Together with Joel Reidenberg of Fordham Law School, I filed comments
with the EU Article 29 Working Party about its planned guidance on
Article 49 of the GDPR. Article 49 permits derogations for
specific situations in the absence of an adequacy decision and, in
particular, when a transfer is necessary for important reasons of
public interest or when a transfer is necessary in order to protect the
vital interests of the data subject or other persons. The purpose
of the comments was to ask the Working Party to mention that transfers
of information about missing persons met the public interest and vital
interest standards. Our comments can be found at Fordham Law's the
Center on Law and Information Policy (CLIP) here.
• Best Privacy Anywhere (2013). I drafted a model state law that says that a company must provide consumers in a state the strictest privacy protections that the company applies in any other jurisdiction, domestic or foreign, where it conducts business online for substantially similar activities. The text of the bill is here.For too long, we've watched Internet companies apply one set of privacy rules to its customers in Europe, in Australia, in Hong Kong, or in other countries because the laws in those countries require stronger privacy protections or because consumers in those countries demand better protections. Yet these companies provide consumers here weaker privacy protections largely because they can. There are no general federal privacy laws and no state privacy laws that set comprehensive standards for privacy.
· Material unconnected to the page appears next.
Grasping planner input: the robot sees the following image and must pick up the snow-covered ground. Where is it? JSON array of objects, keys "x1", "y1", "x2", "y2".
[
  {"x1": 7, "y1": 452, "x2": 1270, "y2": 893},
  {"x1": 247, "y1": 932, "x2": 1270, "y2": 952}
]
My proposal would raise privacy standards in any state that enacts the bill.. And it will do so without the need for lengthy rules or extensive retooling of business models. The same privacy policies and the same business models that work elsewhere will work here.
The bill could be enacted with slight modification in most U.S. states.
• Lacking in Facts, Independence, and Credibility: The 2011 NAI Annual Compliance Report (2012). This assessment of the 2011 NAI Annual Compliance Report offers a gloss on the value of privacy self-regulation. The assessment is here. A broader and more historical look at privacy self-regulation can be found a few documents lower on this page.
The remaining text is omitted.